# Vertical Gas smoker help



## ozdave (Jan 11, 2010)

Hi guys, well I'm 3 smokes into my first smoker. Have got myself a vertical gas job and I am smoking ribs and wings and so far have been having mixed results so looking for some help.

I'm just using a simple rub at the moment while I get my technique right

1. The first smoke I did was average. The top rack of ribs was too dry but the rack below it was great. I figured this was because the smoke probably running hotter at the top. I cooked for about 4 hours until the meat came off nice and easily at the end (but it only did on the lower rack of ribs)

2. Due to the experience the first time I put the ribs on the 2nd and 3rd shelves (there are only 3 shelves in my smoker) and the cooking consistency was much better and the flavour was good but the meat wasnt as tender. I was having trouble keeping the temps below 250 this time and still getting smoke so I figured that maybe it was cooking too hot. I cooked this time again for about 4 hours.

3. On the third run I played around with my placement of my smoke tin and got my temps to run at a consistent 200 with smoke for the length of the cook. I also changed my technique to use the 2-2-1 method as I really want that falling off the bone result. I also used apple juice at 1 hour intervals to keep the meat moist.

On all 3 cooks so far I also did not get any pull back of the ribs off the bone. Why do you guys think this is? do I need to cook for longer?

I'm not convinced my door thermometer is accurate so want to get a rack hanging one to make sure I know the temp more accurately. I guess I really need to work out if i am running too hot or cold and eliminate this as the problem?

The meat im getting is not that great quality so I am going to hunt down a better source. Getting baby back ribs here in Australia is proving hard and all I have been able to get so far a full size pig ribs.

I've attached a couple pics of the last cook. I forgot to take the photos before I put sauce on them.

One good thing is the wings I am doing are turning out great! I've been smoking them, taking off after about 2 hours and covering, then just touching them up on the grill before serving and they are turning out great!

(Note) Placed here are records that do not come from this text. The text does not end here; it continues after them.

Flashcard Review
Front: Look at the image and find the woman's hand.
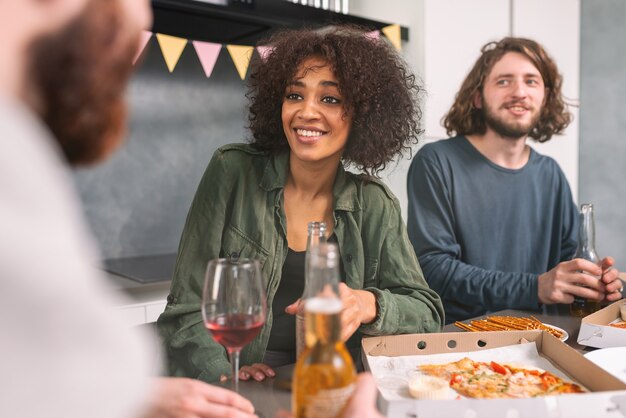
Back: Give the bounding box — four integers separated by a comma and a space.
339, 283, 377, 341
285, 283, 378, 341
144, 377, 256, 418
239, 363, 276, 382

A pic of my smoker so you know what i've got


----------



## pineywoods (Jan 11, 2010)

Chances are your door thermometer is not correct they rarely are accurate. If you want fall off the bone for full size ribs I would suggest 3-2-1 at 225 degree smoker temp. If you want to sauce the ribs I suggest doing it the last hour when you take them out of the foil to firm up and finish. 2-2-1 is for baby back ribs. I would get two thermos so you can check the differences in rack temps as well


----------



## smokin-jim (Jan 11, 2010)

I agree completely. You should get different thermometers. Never trust the factory ones mounted on the door. When I first checked mine it was off by 70 degrees.


----------



## ozdave (Jan 11, 2010)

cool guys. i'll get myself a couple thermometers and do another re-run.

any suggestions on what one to get?


----------



## chef jeff tx (Jan 11, 2010)

Looking at the pic of your pit it appears that you have the smoke box sitting directly on the burner instead of in the rack. That could be effecting airflow thus effecting your temp control. 

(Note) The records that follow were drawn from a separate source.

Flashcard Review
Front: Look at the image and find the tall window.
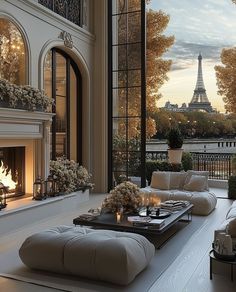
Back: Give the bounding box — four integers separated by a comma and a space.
0, 18, 26, 85
108, 0, 146, 188
44, 48, 82, 163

As others have mentioned the stock thermo's are almost always junk. Remove it from the door and stick it in a pot of boiling water to check for accuracy. Some of them can be adjusted, most can't. If it's not too far off you can still use it to give you a ball park temp. A good after market remote digital is your best friend.


----------



## denver dave (Jan 11, 2010)

I was having simililiar issues when I first got my gasser. I soon figured out my door thermometer was off almost 30 deg. It was not adjustable so I started using a digital. Have ever since. I have also taken hard wood pellets wrapped in tin foil with a few holes punched in the wrap as a smoke source. It worked good for me.


----------



## ozdave (Jan 11, 2010)

you're right I do have the smoke box right on top of the burner (almost) but that's because it's the only wAy I can get my temps low enough and still get smoke. If I run it in the rack it's too far away to get any smoke when I turn the flame right down so I can get the lower temps. I guess I need to verify my temps with a proper thermometer to see what they really are at the rack


----------



## seenred (Jan 14, 2010)

It sounds like you're getting there.  Trial and error is always the best way to improve results.  My only advice would be to stop worrying so much about time, and more about temps.  You want to try to maintain a 225-250* smoker for ribs.  The 3-2-1 is a good method, but those times are just a general guide.  Ribs aren't done until the meat pulls back from the ends of the bone about 1/2 to 3/4 inch.  Good luck and happy smokin'!


----------



## kmmuellr (Jan 14, 2010)

Same smoker that I've got.  I checked my thermo w/ boiling water and it was spot on.  I had issues keeping temps down, called up Smokey Hollow and spoke w/ Chad.  he sent me a new regulator and I was able to get temps lower than 275 (which is what I was previously limited too).

Bird going on in 20 min or so.  I need to test out my new remote thermo!

Kevin


----------